25.03.2009

"... juste une France qui a les boules ..."

Reprise. Une heure de cours m’a suffit pour me souvenir que les gens de ma classe me blasaient méchant. Encore plus qu’avant finalement. Tous ces bourreaux de travail qui n’ont pas pointé leur adorable pif à la fac depuis le 2 février, et re-débarquent la bouche en cœur et le pas fringant, leur air de « c’est-pas-trop-tôt » visible dans les yeux à 50 mètres à la ronde.

Petit coup de gueule, oui, contre tous ces beaux cons fermés comme des huîtres, égoïstes à l’excès et aux angle pointus qu’on peut toujours, mais en vain, essayer d’arrondir à nos heures perdues. L’université forme l’esprit critique ? Laisse-moi rire. C’est forger la citoyenneté que d’apprendre aux gens que oui, la démocratie peut consister en un clic de souris depuis son confortable fauteuil ?

Il faut faire la part des choses, les gens. Il paraît que revendiquer le blocage total comme seule solution, c’est être fermé et extrêmiste tandis que revendiquer le déblocage total comme seule solution, c’est affirmer sa liberté d’expression.
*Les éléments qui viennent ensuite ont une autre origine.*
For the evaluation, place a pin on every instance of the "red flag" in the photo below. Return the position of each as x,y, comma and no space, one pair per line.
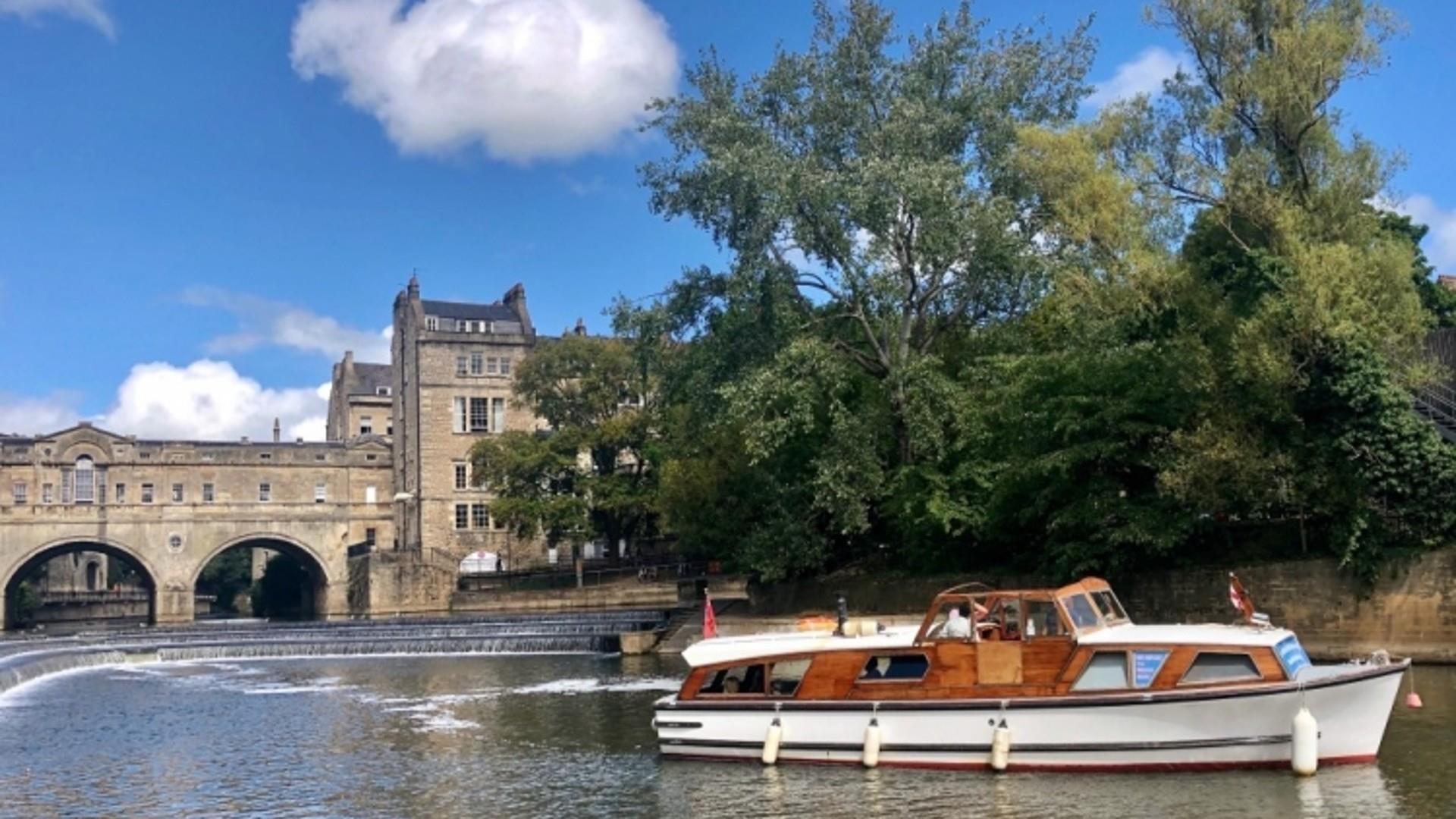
710,620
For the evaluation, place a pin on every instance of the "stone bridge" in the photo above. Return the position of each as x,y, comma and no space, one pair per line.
169,507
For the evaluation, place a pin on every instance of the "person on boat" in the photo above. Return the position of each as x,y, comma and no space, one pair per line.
957,624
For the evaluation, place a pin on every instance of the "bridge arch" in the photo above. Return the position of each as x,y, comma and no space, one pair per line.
12,576
315,598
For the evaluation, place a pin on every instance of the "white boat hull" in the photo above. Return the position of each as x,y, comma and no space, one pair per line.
1245,727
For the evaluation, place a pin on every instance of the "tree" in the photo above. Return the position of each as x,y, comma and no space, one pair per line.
284,591
875,181
875,222
590,472
228,575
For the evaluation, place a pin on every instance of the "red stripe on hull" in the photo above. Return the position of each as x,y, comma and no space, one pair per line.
1043,768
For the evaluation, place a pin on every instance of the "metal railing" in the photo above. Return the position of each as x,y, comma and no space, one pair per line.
598,572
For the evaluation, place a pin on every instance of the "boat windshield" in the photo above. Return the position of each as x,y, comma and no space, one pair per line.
1107,604
1079,608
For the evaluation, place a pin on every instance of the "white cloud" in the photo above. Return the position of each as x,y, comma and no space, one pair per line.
1440,242
526,79
202,401
89,12
31,416
210,401
262,321
1144,74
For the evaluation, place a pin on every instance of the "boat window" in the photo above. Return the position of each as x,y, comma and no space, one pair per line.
1043,620
737,679
1107,604
1220,667
896,667
1104,670
1005,620
1081,611
786,675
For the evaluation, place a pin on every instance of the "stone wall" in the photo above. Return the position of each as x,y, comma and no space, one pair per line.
400,583
1411,611
625,595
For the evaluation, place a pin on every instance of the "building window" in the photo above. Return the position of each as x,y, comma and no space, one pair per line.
85,480
479,416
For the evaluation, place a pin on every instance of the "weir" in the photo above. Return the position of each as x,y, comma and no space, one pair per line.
31,659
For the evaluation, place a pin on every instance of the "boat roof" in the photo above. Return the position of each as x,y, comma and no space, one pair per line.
1200,634
753,646
777,645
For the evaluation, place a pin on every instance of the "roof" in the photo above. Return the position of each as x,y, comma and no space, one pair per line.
1204,634
372,378
731,649
460,311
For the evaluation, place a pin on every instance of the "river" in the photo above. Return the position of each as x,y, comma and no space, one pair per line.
563,735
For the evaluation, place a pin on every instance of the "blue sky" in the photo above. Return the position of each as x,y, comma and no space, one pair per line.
204,203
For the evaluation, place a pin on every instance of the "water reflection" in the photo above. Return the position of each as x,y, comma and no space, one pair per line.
561,736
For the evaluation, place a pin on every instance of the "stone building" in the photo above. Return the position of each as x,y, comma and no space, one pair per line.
394,472
452,371
360,400
171,506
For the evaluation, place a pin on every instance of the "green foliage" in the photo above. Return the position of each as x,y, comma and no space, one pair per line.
957,327
24,604
228,575
284,591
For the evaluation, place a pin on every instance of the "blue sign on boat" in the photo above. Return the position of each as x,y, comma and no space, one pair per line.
1292,656
1147,665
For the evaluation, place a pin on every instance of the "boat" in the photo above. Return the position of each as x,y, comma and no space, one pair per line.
1030,679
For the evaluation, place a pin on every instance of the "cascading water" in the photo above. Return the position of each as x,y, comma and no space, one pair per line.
30,659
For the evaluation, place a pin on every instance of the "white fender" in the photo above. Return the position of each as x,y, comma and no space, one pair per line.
871,757
772,741
1001,746
1305,744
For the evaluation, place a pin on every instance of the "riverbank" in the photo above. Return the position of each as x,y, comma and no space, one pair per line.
1410,611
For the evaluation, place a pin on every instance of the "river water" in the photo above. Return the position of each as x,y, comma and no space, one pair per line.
560,735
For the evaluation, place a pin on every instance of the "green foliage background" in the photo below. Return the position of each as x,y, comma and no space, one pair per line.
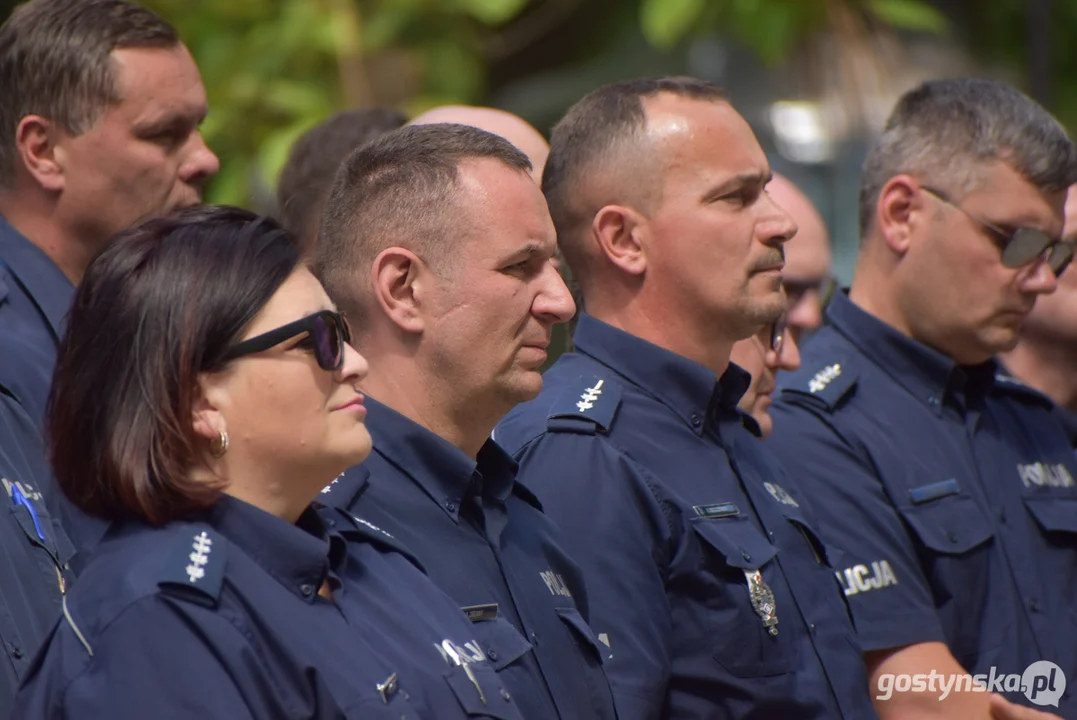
274,68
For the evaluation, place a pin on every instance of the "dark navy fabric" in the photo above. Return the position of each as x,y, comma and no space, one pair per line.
33,555
1068,420
484,539
221,618
669,504
35,298
950,489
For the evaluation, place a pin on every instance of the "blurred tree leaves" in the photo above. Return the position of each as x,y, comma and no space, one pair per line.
275,68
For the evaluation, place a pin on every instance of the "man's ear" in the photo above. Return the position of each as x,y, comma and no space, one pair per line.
207,411
37,143
623,234
899,208
401,282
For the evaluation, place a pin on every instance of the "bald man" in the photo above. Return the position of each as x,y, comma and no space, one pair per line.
807,273
1047,352
511,127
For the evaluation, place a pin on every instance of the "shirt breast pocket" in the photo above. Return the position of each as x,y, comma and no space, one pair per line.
951,525
501,641
1057,517
743,645
480,693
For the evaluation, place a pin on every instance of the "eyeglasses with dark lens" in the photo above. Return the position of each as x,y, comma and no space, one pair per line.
778,334
327,333
1022,245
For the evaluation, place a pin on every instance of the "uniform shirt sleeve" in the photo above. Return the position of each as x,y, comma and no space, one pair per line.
150,662
890,600
614,527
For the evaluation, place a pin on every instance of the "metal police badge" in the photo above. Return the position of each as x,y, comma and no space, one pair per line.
763,600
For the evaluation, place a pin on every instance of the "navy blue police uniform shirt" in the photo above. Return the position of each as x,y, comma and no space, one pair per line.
950,490
33,553
222,618
35,299
484,539
694,541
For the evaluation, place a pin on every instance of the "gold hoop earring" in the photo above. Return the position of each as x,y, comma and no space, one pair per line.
219,446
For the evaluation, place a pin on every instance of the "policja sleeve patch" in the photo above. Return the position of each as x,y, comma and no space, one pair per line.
585,406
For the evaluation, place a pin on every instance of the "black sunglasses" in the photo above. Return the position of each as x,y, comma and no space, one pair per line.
1022,245
327,333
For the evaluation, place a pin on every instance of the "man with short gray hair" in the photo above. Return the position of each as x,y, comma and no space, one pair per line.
948,484
100,111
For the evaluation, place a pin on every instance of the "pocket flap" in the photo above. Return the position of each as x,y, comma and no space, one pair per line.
952,524
737,539
579,629
501,641
1053,514
485,696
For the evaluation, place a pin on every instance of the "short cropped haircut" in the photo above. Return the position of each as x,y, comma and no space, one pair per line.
307,177
55,62
400,191
159,306
603,133
945,130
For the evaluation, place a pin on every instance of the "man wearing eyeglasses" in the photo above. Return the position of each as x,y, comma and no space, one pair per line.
1046,356
948,485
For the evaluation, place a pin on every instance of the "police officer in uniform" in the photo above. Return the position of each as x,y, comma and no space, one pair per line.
437,242
948,484
1047,352
204,436
33,552
101,110
709,584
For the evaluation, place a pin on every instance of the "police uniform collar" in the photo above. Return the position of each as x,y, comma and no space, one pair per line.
298,555
688,389
443,470
43,281
926,373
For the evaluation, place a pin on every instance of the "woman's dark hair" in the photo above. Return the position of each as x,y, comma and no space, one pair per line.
159,306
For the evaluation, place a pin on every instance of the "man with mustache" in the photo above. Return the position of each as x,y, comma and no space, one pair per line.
707,579
948,484
100,113
436,243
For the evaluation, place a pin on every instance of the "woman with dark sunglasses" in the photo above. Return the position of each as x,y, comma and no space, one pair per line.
205,394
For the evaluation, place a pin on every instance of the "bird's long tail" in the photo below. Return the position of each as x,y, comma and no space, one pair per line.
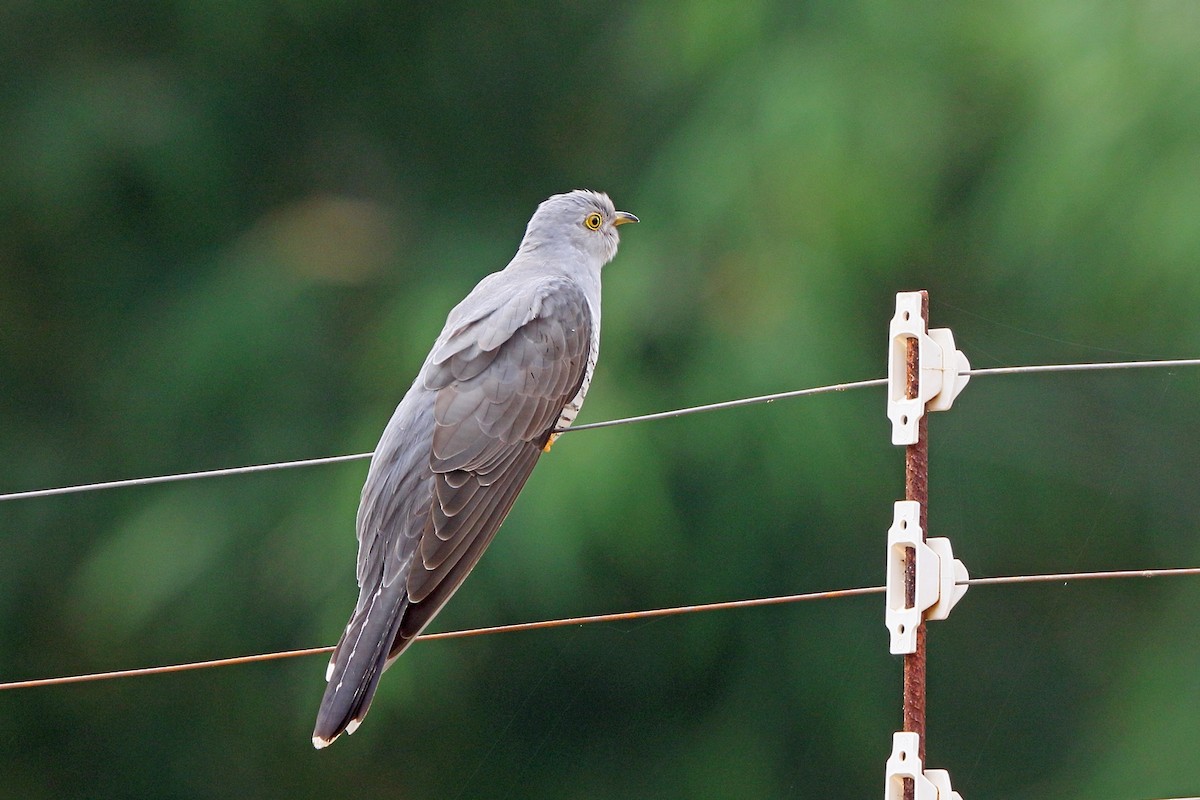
358,662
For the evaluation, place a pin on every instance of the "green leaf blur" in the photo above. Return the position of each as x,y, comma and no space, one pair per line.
231,232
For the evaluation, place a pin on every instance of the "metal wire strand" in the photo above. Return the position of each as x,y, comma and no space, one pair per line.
622,617
606,423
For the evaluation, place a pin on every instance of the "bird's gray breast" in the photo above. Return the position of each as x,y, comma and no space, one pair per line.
573,407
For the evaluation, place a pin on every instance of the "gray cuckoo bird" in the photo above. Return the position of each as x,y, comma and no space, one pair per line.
510,367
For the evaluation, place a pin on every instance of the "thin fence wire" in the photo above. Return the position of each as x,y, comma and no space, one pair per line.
606,423
621,617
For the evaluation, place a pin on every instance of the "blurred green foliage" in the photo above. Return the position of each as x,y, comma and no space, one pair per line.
231,230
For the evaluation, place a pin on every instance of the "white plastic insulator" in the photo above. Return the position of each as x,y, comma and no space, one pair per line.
905,763
940,366
937,578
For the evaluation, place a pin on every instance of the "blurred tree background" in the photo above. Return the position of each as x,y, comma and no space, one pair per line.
231,230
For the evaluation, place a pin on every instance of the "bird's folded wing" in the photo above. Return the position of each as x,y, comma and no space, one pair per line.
502,380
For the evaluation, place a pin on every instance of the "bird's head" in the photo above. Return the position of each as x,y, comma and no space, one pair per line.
582,220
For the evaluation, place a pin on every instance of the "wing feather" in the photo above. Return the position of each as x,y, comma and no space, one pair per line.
490,427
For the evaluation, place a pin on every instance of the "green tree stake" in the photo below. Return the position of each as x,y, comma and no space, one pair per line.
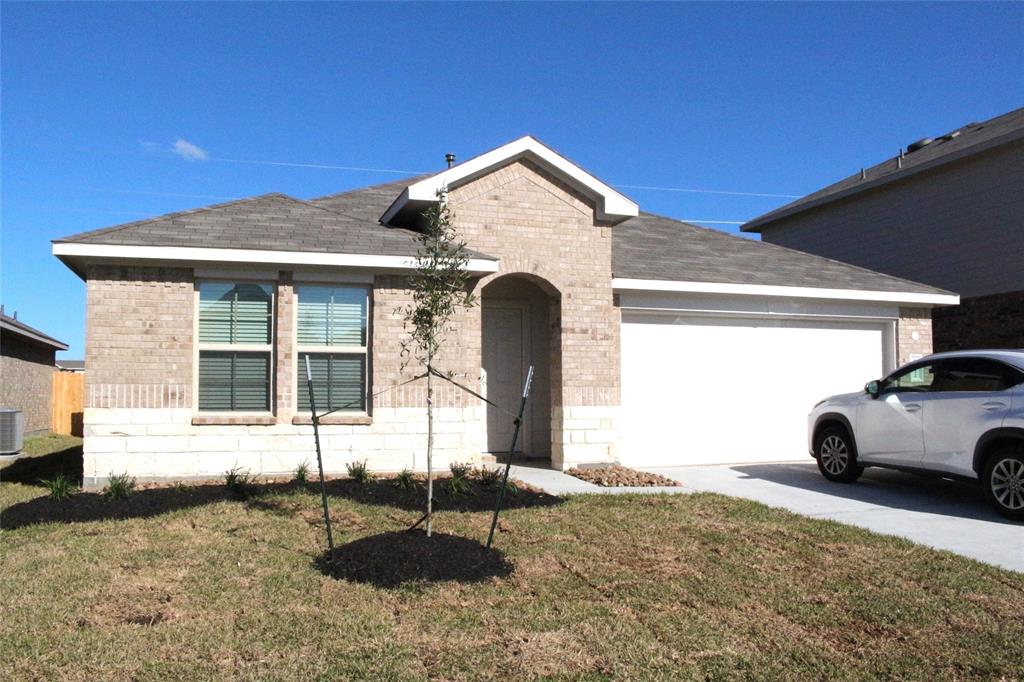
320,458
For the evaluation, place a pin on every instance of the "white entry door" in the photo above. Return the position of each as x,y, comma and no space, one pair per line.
506,349
721,390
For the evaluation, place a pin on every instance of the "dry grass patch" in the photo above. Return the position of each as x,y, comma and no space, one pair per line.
602,587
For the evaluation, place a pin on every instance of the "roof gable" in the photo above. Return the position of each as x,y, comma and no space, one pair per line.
610,205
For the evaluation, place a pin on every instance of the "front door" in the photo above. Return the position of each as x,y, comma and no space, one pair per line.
506,350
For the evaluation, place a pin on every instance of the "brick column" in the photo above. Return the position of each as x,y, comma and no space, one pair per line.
285,361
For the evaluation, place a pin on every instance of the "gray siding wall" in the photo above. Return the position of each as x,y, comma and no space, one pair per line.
27,381
960,227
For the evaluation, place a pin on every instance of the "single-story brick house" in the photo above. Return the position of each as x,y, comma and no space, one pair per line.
27,366
652,339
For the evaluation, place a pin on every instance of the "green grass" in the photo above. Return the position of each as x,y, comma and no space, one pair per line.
192,583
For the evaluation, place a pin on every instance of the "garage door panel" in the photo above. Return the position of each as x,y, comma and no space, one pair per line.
705,390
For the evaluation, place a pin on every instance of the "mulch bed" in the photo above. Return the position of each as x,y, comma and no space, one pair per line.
620,476
393,559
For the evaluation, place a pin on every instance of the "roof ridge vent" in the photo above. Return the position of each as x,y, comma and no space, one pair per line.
920,144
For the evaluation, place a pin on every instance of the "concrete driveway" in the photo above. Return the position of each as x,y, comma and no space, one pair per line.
943,514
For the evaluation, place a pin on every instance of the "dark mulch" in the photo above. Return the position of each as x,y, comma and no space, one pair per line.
393,559
620,476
Vouloir le blocage partiel, c’est être un « faible » pour certain, et rester un sale toto pour les autres. Et compter les voix, c’est truquer les votes ? Sûrement … Est-ce une utopie que de vouloir discuter, écouter, comprendre l’autre, sans l’agresser ni le faire rentrer de gré ou de force dans une case prédéfinie ?

Ah, les copains, qu’il est dur de se battre pour ses opinions sans être obligé en parallèle de se battre contre son prochain … Je dirais même que, finalement, c’est indissociable. Oui je suis une gréviste, oui j’ai voté pour, oui j’ai manifesté et oui je le vis bien, merci. Et je continuerai. Mais non je n’ai pas hué ceux qui se sont levés contre, non je n’ai pas lynché ceux qui sont restés chez eux le 19 mars. Et le jour où je m’y mettrai, frappez-moi, merci.